For a more modest user using ANE to export and GPU for real time editing (or the contrary or whatever combination works better)… could be interesting.
I guess we will see some more options in preferences panel of PL in next few years or months
Thank you @StevenL and @Lucas for the info on how DxO is optimising PL for M1 Macs.
I, and I’d imagine others, have read about how Adobe LR and Capture One Pro have been optimised for the M1 chips and their optimisations appear to have encompassed areas wider than just noise reduction.
For example, file import, general rendering, cropping, and exporting being areas mentioned in reviews of the LR and C1P updates following M1 optimisations.
PL is used for many editing processes other than DeepPrime. I use DeepPrine, so the performance enhancement is welcome. But I use it a huge amount more for viewing, cropping, correcting horizons, applying of control points, zooming in to 100% to check focus, and other general editing functions to thousands and thousands of images every year. It is optimisations to these every day functions that are applied to every image that I’d really appreciate PL to be optimised (in any possible way, including M1 chip optimisations) for too.
If the time it takes PL to render a preview could be shortened through optimisations gained from the M1 chip architecture then I would be absolutely over joyed. I cannot over emphasise this enough…
It is a bit hard in these articles to know what part of the speed comes from the native version, from the software update or from the different hardware.
As far as I can see there is no comparison of the same software version with and without Rosetta on the same hardware, so to me it rather looks like a mix of several factors that, when combined, look nice for marketing purpose .
There are opportunities for optimizations specific to Apple Silicon hardware thanks to the Neural Engine or powerful GPU with a large pool of memory.

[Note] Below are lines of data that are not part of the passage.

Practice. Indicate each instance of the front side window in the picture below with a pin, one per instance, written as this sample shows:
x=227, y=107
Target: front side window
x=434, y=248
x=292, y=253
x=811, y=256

M1 Macs also have faster CPU, faster memory and faster storage. But all of these shouldn’t make a difference between a native or translated application. For now in our tests, native code is about 20-30% faster than translated version. We shall see how this translates at the whole application level.
At the moment I’m not able to tell more about which Apple Silicon specific optimizations we will be able to take advantage of in PhotoLab.